- 23 Desember 2002: Ketika UAV Pertama Kali Menghadapi Realitas Perang
- Dogfight Tanpa Pilot: Saat MiG-25 Irak Menembak Jatuh MQ-1 Predator Amerika
Pertempuran Udara Pertama: Ketika MiG-25 Irak Menjatuhkan MQ-1 Predator AS
ZONA PERANG (zonaperang.com) Pada 23 Desember 2002, sebuah peristiwa bersejarah terjadi di langit Irak. Sebuah pesawat tempur MiG-25 Foxbat milik Angkatan Udara Irak berhasil menembak jatuh sebuah pesawat nirawak (Unmanned Aerial Vehicle/UAV) MQ-1 Predator milik Angkatan Udara Amerika Serikat dan Badan Intelijen Pusat (CIA). Kejadian ini menjadi catatan pertama kalinya dalam sejarah pertempuran udara yang melibatkan kendaraan udara tak berawak.
Kejadian ini bukan sekadar insiden biasa, melainkan simbol perubahan dalam strategi perang udara. MQ-1 Predator bukan sekadar drone pengintai biasa; pesawat ini dilengkapi dengan rudal udara-ke-udara Stinger dan diperintahkan untuk melawan jet tempur Irak. Namun, dalam duel udara yang tidak seimbang, teknologi tanpa awak kala itu masih belum mampu menandingi kecepatan dan kemampuan manuver pesawat tempur berawak.
MQ-1 Predator
MQ-1 Predator sendiri adalah pesawat pengintai tanpa awak yang oleh Angkatan Udara AS digambarkan sebagai sistem kendaraan udara tak berawak ketinggian menengah dengan daya tahan tinggi. Pesawat ini memiliki kemampuan untuk membawa dan menggunakan misil anti tank AGM-114 Hellfire dan telah digunakan dalam berbagai operasi militer di Afganistan, Bosnia, Kosovo, Irak, dan Yaman sejak 1995. Predator mampu terbang dengan kecepatan 217 per jam hingga ketinggian 7,600 m dan menempuh jarak 1,250 km.
Mig-25 Iraqi Air Force (IQAF atau IrAF)
Pada tanggal 17 Januari 1987, sebuah MiG-25PDS Irak menembak jatuh sebuah F-14A Tomcat Iran dengan rudal R-40. Pilot Iran Mayor Bahram Ghaneie diselamatkan, dan operator Letnan Reza Vadtalab tewas. Untuk waktu yang lama, diyakini bahwa kemenangan udara ini telah dicapai oleh MiG-23ML Flogger-G.
Selama Perang Teluk Persia 1991, sebuah F/A-18 Hornet Angkatan Laut AS, yang dipiloti oleh Letnan Komandan Scott Speicher, ditembak jatuh pada malam pertama perang di dini hari tanggal 17 Januari 1991 oleh rudal yang ditembakkan oleh MiG-25.

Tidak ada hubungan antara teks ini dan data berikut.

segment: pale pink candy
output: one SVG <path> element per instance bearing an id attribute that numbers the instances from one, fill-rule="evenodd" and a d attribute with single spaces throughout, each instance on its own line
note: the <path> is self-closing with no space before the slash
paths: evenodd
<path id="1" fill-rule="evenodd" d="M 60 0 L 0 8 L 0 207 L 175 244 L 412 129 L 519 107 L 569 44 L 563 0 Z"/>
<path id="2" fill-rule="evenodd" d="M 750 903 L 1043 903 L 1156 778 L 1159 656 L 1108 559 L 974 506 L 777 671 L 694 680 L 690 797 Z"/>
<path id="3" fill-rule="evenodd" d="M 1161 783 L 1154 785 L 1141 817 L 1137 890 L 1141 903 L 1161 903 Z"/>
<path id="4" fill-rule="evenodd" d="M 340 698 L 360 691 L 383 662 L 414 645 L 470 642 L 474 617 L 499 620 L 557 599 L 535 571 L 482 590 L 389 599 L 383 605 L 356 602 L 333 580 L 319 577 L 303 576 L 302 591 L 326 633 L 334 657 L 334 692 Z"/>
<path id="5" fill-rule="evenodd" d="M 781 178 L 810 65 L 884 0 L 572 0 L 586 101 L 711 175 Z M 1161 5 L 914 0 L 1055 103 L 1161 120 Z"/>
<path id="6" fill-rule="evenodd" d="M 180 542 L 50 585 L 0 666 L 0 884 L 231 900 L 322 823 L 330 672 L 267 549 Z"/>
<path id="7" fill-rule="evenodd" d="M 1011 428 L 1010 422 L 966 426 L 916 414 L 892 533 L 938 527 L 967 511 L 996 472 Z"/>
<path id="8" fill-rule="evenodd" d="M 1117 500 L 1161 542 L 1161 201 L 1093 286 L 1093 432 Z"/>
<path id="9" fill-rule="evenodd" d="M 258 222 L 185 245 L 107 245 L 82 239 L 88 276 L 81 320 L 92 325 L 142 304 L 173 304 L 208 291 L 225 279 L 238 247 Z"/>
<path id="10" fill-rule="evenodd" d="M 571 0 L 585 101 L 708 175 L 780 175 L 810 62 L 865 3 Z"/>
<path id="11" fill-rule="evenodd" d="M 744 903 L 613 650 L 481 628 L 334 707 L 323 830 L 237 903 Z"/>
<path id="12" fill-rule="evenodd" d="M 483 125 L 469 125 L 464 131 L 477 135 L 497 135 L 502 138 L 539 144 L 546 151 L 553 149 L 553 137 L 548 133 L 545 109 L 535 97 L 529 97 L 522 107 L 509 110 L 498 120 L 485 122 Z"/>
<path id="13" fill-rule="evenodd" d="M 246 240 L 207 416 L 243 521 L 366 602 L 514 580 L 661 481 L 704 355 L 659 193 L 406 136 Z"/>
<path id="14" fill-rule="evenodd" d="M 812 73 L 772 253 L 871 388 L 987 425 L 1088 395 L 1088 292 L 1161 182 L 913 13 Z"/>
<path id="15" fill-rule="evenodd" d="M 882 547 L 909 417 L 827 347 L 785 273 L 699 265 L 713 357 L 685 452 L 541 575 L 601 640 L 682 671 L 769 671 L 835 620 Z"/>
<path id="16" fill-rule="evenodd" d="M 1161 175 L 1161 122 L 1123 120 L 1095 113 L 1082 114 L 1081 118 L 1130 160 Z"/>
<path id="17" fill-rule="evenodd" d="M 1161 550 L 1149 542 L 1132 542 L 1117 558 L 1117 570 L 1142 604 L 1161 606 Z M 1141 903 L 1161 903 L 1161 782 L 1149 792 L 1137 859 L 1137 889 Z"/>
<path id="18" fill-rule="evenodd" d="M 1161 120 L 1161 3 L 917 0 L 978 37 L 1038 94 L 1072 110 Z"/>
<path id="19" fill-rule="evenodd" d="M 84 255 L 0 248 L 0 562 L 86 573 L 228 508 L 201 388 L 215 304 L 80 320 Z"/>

Pada tanggal 30 Januari 1991, sebuah MiG-25 milik IQAF hanya dianggap merusak(oleh Barat) sebuah F-15C Eagle milik USAF dengan rudal R-40 dalam Pertempuran Udara Samurra. Irak mengklaim bahwa pesawat itu ditembak dan jatuh berserakan di padang pasir Arab Saudi.
Baca juga : Samurra Air Battle 1991: Duel Legendaris MiG-25 vs F-15 di Langit Irak
Baca juga : Radar Smerch MiG-25: “Mata” yang Dibangun untuk Menembus Jamming berat
Awal Insiden: Misi Pengintaian di Wilayah Irak
Menjelang invasi AS ke Irak pada 2003, ketegangan antara kedua negara semakin meningkat. AS mengandalkan drone Predator untuk mengawasi wilayah udara Irak, mengumpulkan intelijen tentang pergerakan militer Saddam Hussein. Namun, Irak juga tidak tinggal diam. Jet tempur Soviet MiG-25, yang dikenal karena kecepatannya yang luar biasa dan radarnya yang kuat, masih menjadi ancaman bagi pesawat-pesawat AS di wilayah udara mereka.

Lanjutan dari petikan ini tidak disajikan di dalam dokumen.